When Curry first started working on his father’s farm, standardized and controlled heat variability was almost unheard of in commercial pepper production. According to Curry, peppers from the same type of plant could have a difference in heat of almost 600 scovilles, the standard measurement of chile pepper heat.
To put that variability in perspective, 600 scovilles is roughly the difference between a banana pepper, and a relatively low-heat pepper, like a jalapeño.
A variation that significant can spell trouble for companies like the Santa Cruz Chili and Spice Company, Curry Farm’s sister company located in Tumacacori, which rely on consistent and stable heat levels for their chile based products.
Owner Jean Neubauer, who has known Curry since they were both kids and exclusively uses his chile peppers, says that it is difficult to sell commercial chile products, like her company’s chile paste, if the peppers they use do not have a standardized heat level.

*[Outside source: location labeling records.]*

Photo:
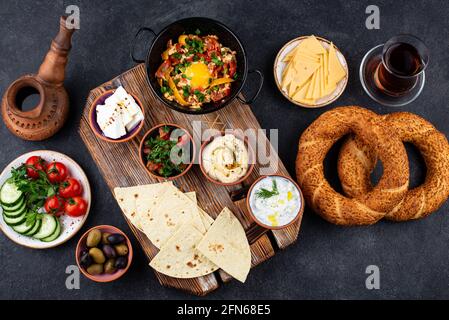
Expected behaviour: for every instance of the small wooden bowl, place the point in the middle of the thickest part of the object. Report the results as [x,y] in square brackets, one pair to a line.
[153,131]
[96,128]
[251,159]
[103,277]
[279,67]
[253,216]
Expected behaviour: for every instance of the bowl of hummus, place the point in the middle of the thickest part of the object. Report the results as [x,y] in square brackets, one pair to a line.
[275,202]
[226,159]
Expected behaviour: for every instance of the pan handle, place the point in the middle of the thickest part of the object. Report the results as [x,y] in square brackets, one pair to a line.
[261,78]
[135,41]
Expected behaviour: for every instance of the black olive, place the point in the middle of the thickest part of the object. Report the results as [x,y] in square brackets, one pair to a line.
[121,262]
[85,260]
[109,251]
[116,238]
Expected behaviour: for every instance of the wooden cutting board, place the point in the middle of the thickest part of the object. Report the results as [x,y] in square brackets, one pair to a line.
[120,167]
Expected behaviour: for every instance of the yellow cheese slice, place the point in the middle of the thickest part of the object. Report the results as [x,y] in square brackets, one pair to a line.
[289,56]
[309,94]
[336,70]
[312,58]
[288,75]
[301,94]
[304,70]
[317,89]
[329,89]
[322,79]
[326,68]
[310,45]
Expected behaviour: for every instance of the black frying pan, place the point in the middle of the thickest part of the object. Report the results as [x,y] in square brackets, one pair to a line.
[189,26]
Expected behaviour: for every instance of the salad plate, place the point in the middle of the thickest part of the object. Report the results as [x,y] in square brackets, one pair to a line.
[68,225]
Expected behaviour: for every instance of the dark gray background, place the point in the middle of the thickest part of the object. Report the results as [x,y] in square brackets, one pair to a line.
[327,261]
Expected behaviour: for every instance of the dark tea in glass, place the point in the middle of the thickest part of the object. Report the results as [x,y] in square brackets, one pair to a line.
[393,73]
[404,57]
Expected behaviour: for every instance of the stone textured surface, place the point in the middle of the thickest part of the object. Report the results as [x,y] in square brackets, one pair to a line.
[328,261]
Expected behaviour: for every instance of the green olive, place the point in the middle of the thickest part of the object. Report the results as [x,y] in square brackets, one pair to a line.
[93,238]
[121,249]
[95,269]
[104,238]
[97,255]
[109,266]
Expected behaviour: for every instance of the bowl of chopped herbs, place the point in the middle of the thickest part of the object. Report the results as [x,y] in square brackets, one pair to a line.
[167,151]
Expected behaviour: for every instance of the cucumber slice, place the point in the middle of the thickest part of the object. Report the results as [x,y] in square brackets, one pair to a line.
[48,227]
[16,213]
[15,207]
[9,194]
[16,220]
[23,228]
[35,229]
[55,234]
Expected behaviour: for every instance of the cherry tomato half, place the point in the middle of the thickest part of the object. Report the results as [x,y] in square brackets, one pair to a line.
[76,207]
[54,205]
[70,188]
[56,172]
[34,164]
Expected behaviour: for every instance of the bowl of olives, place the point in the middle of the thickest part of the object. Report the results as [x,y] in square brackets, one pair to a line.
[104,253]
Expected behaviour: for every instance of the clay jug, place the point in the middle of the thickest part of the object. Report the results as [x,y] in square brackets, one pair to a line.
[50,113]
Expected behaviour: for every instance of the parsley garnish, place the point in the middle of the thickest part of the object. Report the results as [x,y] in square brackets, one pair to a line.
[177,55]
[160,152]
[265,193]
[36,191]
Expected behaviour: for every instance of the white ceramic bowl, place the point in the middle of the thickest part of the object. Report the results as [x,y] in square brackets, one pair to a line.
[70,226]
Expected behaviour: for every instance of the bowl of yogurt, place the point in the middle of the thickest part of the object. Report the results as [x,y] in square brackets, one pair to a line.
[275,202]
[226,159]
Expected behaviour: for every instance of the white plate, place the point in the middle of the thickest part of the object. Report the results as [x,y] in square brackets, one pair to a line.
[70,226]
[279,67]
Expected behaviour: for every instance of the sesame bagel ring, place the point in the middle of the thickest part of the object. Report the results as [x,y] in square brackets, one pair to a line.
[314,144]
[356,161]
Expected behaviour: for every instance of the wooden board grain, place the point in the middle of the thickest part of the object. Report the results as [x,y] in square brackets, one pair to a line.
[119,164]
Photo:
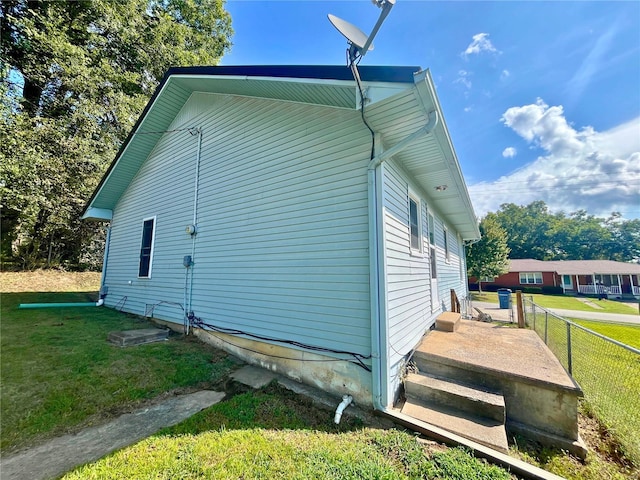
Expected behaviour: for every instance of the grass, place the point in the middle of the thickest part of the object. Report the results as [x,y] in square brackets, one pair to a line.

“The American consumer has come to expect food products to be exactly the same each time they open a can or jar,” says Neubauer. “Although Mother Nature reinvents herself each year, Curry’s genetic work keeps a consistent quality and heat level that keeps our customers satisfied.”

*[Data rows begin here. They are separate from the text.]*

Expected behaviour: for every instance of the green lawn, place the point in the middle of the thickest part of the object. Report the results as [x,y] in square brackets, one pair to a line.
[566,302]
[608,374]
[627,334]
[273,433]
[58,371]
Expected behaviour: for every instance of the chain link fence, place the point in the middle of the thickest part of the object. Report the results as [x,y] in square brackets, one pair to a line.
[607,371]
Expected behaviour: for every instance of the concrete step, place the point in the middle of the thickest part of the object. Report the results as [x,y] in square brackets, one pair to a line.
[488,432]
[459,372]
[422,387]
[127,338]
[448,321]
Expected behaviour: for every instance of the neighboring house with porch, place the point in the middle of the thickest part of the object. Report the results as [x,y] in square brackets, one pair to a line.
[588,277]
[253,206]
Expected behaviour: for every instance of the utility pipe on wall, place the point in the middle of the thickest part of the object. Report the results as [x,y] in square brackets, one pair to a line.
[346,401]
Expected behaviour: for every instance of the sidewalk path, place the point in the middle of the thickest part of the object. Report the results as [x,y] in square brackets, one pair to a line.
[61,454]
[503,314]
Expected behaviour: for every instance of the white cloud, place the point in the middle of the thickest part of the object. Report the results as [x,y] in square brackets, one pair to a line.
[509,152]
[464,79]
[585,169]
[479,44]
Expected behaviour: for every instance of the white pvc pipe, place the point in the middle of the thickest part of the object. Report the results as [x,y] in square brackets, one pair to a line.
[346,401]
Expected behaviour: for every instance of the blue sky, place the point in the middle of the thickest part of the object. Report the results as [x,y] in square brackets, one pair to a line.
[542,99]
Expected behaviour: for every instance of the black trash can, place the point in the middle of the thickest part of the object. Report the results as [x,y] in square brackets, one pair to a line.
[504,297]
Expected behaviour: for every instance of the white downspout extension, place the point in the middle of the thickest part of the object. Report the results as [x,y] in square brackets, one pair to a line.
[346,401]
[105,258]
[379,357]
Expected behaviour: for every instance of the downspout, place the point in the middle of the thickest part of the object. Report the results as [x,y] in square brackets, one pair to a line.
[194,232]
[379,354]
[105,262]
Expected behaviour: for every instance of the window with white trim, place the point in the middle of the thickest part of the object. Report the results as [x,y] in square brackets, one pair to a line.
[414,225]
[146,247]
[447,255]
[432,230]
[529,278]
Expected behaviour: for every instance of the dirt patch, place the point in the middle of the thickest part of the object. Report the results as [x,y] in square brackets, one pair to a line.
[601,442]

Salsa manufacturer Pace Foods use capsaicin extract, the active component of chile peppers that makes them spicy, as a shortcut to control the amount of heat in their salsas and other chile products.
Both a mild and hot salsa from Pace will use the same type of sweet jalapeño, but the company will add more capsaicin to the hot salsa than a mild. This way, their product is consistent in flavor and heat, which means they don’t get angry letters from mothers whose toddlers were left bawling after eating a supposedly mild salsa.
However, smaller companies don’t have the resources to develop both their own sweet jalapeño and add capsaicin as needed. That is why the consistent heat level of Curry’s chiles are so important to Neubauer and the rest of the industry.
Curry recognized the market’s need for peppers with minimal heat variability and began developing a chile with a variability of only 50-150 scovilles, a dramatic improvement over old chile varieties.
This variety, the Arizona 20, quickly became the standard of green and red chile in the United States and represented the start of Curry’s quest to revolutionize chiles.
For Curry and his farm, the 20 is just the beginning. He is developing chile peppers with a thinner waxy skin, better disease resistance, and more color pigment, which the makeup industry uses in lipstick.
He even coyly suggests that one day he would like to revolutionize the candy industry by somehow crossing chocolate and chile flavor genes together.
Still determined to continue his innovative work, Curry remains inspiringly satisfied with all that he has already accomplished in the windswept Sulfur Springs Valley.
“If I die tomorrow, I’ll feel like I’ve lived a blessed life. I’ve been very lucky,” he says with a quiet smile on his face.